The carriers may offer an additional incentive in exchange for you not holding them to a service standard. They may also add a clause in their agreement stating that as long as they are 98% on time, you cannot file for a late delivery refund. Neither of these choices should be acceptable.
I often wonder if the real reason why carriers promote the GSR Waiver is ultimately to try to discourage the shipper from using an outside auditing/contract negotiating company. Knowing that the majority of auditing companies focus primarily on guaranteed services refunds for their income, a shipper who has waived their right to claim late delivery refunds is less appealing to an auditing company. Many auditing companies will not take on a client that has a GSR Waiver. The better auditing firms are not deterred by the GSR Waiver because they understand there are many additional refund opportunities, including: inaccurate residential adjustments, duplicate billings, dimensional weight errors, bogus address correction fees, packages that were manifested not shipped and delivery area (rural) surcharges to name a few.

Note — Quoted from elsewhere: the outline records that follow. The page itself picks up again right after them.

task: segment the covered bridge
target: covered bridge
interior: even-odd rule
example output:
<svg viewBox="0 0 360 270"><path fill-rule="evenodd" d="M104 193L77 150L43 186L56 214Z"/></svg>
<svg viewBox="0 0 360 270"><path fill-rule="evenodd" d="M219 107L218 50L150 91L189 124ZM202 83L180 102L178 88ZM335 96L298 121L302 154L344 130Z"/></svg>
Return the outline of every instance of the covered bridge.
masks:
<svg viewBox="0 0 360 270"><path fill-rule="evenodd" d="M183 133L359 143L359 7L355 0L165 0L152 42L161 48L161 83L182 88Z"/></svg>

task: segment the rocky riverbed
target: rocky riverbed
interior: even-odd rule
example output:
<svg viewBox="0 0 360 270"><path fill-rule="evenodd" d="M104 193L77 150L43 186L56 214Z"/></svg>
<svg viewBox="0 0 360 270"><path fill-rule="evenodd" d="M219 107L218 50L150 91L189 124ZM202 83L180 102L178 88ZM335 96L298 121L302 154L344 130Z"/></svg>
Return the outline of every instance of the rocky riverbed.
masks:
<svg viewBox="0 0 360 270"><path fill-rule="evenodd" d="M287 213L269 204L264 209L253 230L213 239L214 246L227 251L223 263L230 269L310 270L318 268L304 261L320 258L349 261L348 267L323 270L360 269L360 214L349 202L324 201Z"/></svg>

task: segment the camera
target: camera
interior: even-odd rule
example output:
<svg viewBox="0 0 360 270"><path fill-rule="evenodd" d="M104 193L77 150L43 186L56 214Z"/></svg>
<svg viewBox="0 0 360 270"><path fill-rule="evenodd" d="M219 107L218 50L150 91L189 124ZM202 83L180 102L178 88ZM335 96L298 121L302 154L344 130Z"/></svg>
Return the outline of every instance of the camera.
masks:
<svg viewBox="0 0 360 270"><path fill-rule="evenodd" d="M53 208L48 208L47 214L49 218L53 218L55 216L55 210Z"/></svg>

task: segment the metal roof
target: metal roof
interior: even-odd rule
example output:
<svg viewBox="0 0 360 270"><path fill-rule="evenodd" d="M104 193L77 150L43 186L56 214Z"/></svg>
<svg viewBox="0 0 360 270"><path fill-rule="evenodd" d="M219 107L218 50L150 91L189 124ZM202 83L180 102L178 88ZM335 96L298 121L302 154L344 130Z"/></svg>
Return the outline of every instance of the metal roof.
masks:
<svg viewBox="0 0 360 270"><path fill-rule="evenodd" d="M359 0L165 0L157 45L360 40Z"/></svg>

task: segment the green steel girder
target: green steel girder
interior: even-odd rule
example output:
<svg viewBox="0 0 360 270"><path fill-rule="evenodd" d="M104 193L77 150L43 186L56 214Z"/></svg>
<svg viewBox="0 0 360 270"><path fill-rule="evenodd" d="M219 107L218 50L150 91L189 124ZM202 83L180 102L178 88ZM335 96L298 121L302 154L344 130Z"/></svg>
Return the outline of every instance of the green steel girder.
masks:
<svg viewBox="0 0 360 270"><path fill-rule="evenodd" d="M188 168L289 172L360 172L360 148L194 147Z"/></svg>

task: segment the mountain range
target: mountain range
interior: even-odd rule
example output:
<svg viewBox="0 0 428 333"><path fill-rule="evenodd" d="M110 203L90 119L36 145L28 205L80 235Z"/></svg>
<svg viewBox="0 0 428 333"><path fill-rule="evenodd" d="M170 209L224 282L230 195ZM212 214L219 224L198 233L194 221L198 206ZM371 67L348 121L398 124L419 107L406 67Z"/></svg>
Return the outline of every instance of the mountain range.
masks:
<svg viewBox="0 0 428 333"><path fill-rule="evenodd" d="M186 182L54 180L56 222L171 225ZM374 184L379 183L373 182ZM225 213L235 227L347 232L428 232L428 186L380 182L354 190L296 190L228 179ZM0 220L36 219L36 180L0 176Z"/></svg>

In our many years of experience, we are certain, that through proper contract negotiations, you will be able to receive the additional incentives the carriers offer while continuing to hold the carriers to a service standard. You do not have to sacrifice service for discounts. After all, it is both the shipper and the customer who potentially suffer from the service failures.
We recommend that you never give up your right to file for late deliveries and when it comes time for contract negotiations, you seek professional assistance.